Bu sabah içimi kıpır kıpır yapan o müthiş hayat amacımla ilgili kararla güne gözlerimi açtım. Ne vakittir böyle sabahlara uyanmamıştım. Ama bugün uyanmam için bir sebebim… hem de sağlam bir sebebim vardı. Hayatıma yeni bir sayfa açacaktım, yeniden doğacak, üretecek, işte ben buradayım sahalardayım yeniden, dedirtecek projemle küllerimden doğacak Kaf dağına kanat çırpacaktım. Evet bunların hepsini yapacak bendim ta ki içimdeki ecit mecit konuşana kadar….
Ne zamandır yoktu halbuki, hortladı yine… Haa tabii ben yeni bir işe yelken açtım ya, ortaya çıkmazsa olmazdı. Çıktı ama ne çıkma… Allahım sustur susturabilirsen… içi şişmiş adeta.. Yok efendim “sen yapamazsın, sen kim o projeleri yapmak kim, senin harcın mı o, sen bi dur bakayım orda, destur de, haddini bil…rezil edeceksin kendini, sonra uğraşır dururuz seninle, valla toparlayamazsın kendini, demedi deme”… Konuşuyor da konuşuyor.. Allahım bi sus susmaz.. böyle konuşuyorum ama alttan alta da o sabahki ışıltılı deniz feneri hallerim fena halde yerlerde bu arada. Böyle içimde bir sıkıntılı haller, bir kalp sıkışması, sıcak basması, içimin şişmesi … bariz sabahki hevesi kaçmış,çökme ve hatta havlu atma belirtileri.. son bir iki daha cümle kurdu “ Beceremeyeceksin, yüzüne gözüne bulaştıracaksın sonra elalem senin hakkında ne düşünecek? “gibi… “ Tamam dedim anladık. Yapmıyorum!!! Haklısın zaten başta böyle düşünmem hataydı. Sus artık!” “Hah şöyle yola gel, hem biliyorsun ben ne diyorsam senin için diyorum, seni korumak için” diye bir de naif haller aldı görevini yerine getirmenin rahatlığı içinde ve sustu..yeniden sır oldu.. Ben de eski rutin hallerime döndüm. Evet itiraf ediyorum biraz sıkıcı ama güvendeydim, kendimi saçma sapan durumlara düşürmeyecek, risk almayacaktım. Ohh bakacaktım keyfime, konforum yerinde ne uğraşacaktım gerilimli işlerle… kahve aldım, diyetimi bozup yanında bir dilim, derken iki dilim ve bütün bir kare çikolatayı da yedim… Olsun keyfim yerine gelsindi hem kahve de sade… Yaşam amacı da neymiş, rahat rahat oturmak varken.. Ama yok arkadaş öyle şey olur mu, hayat amacı bu, kolay mı? Orada senin yaşadığını hissettiren duygular var, bir şeyler üretme, kendini ifade etme, insanlarla paylaşma, başarma var”… derken benim ecit mecit tekrar çıktı ortaya… “Aaaa ama ben kime konuştum” diye başlayacakken çektim fişini.

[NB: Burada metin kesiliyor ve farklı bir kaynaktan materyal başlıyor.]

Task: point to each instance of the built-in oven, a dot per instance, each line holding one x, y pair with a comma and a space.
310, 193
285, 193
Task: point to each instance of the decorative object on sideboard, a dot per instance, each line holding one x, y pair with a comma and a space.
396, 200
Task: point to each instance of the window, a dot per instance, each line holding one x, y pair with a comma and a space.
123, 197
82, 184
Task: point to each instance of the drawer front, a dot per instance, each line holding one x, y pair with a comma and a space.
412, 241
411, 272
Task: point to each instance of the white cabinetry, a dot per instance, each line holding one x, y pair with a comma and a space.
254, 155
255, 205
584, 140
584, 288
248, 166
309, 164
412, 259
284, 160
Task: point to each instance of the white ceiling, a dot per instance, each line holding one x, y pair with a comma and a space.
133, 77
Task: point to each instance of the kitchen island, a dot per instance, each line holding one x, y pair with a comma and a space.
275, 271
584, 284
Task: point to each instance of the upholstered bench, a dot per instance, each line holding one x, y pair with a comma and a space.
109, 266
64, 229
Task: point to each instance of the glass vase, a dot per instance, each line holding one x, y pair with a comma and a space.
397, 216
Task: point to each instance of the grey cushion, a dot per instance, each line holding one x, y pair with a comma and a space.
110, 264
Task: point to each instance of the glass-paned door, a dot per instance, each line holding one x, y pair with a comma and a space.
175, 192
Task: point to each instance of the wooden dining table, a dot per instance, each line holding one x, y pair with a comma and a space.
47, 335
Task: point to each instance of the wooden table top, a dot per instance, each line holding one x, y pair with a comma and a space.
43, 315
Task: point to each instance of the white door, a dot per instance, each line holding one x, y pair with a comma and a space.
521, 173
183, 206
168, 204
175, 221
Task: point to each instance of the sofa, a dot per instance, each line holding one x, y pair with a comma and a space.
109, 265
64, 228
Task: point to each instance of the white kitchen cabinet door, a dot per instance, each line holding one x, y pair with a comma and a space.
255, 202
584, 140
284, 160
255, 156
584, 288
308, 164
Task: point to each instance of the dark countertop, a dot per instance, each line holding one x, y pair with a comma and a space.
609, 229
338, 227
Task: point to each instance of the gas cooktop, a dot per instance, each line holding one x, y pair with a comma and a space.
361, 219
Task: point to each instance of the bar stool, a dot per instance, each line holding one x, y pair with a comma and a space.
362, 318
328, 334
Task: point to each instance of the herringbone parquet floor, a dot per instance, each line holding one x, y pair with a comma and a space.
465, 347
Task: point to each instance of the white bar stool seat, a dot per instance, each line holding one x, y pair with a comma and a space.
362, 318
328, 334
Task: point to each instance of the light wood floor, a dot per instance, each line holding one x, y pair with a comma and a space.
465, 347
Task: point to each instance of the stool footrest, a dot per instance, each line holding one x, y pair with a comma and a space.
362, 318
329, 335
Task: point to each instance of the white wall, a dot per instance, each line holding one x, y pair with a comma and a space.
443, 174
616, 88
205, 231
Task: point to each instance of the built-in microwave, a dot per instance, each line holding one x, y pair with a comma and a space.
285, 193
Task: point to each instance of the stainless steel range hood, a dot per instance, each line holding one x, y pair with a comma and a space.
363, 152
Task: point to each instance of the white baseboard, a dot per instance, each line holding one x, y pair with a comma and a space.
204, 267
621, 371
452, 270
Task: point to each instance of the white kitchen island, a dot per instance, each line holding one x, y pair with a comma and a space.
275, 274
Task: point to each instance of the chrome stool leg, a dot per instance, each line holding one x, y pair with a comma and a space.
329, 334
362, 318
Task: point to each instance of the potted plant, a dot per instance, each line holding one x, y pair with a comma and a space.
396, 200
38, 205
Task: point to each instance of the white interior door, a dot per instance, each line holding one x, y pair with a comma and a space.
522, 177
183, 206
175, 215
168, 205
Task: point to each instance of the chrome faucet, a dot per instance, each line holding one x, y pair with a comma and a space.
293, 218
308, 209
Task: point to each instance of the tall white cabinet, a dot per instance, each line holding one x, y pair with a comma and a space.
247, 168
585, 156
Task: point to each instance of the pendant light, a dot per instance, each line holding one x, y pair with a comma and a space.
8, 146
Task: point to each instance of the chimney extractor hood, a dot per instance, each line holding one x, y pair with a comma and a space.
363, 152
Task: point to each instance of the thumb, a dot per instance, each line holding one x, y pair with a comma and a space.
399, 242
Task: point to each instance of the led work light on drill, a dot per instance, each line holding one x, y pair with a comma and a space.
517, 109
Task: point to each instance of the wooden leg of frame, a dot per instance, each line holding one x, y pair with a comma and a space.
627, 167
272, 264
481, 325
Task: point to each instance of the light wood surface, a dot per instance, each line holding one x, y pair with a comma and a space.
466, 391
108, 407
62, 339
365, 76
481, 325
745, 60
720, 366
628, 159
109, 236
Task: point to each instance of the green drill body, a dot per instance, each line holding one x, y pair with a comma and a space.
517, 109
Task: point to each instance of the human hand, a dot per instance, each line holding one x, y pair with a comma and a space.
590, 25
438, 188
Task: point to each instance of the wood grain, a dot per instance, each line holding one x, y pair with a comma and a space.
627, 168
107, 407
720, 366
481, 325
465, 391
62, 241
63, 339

O köşede debelensin dursun, izin vermedim ona ve sordum kendime “ Ne oluyor sana?
Şimdi şu an ne hissediyorsun? Ne istiyorsun? Bu senin için ne kadar önemli? Bunun için nelerden vazgeçersin? Nelerden vazgeçemezsin? Neye ihtiyacın var? Güçlü yönlerin neler? Bu güçlü yönlerini kullanarak engellerinle nasıl baş edebilirsin? “ Oh be, sorular geldikçe bir kendime geldim… hele hele cevaplarımı verdikçe daha da rahatladım.. Ben cevapladıkça benim ecit mecit toz bulutu oldu. Ecit mecite kulak vereceğime kendimi dinledim ve gerçekten ne istediğimin farkına vardım. Bakın şimdi içim tekrar bir hoş oldu..Kaf dağına kanat çırpmaya devam ?
Peki sizin ecit mecitiniz kim? Ve en önemlisi de fişini çekmeye hazır mısınız?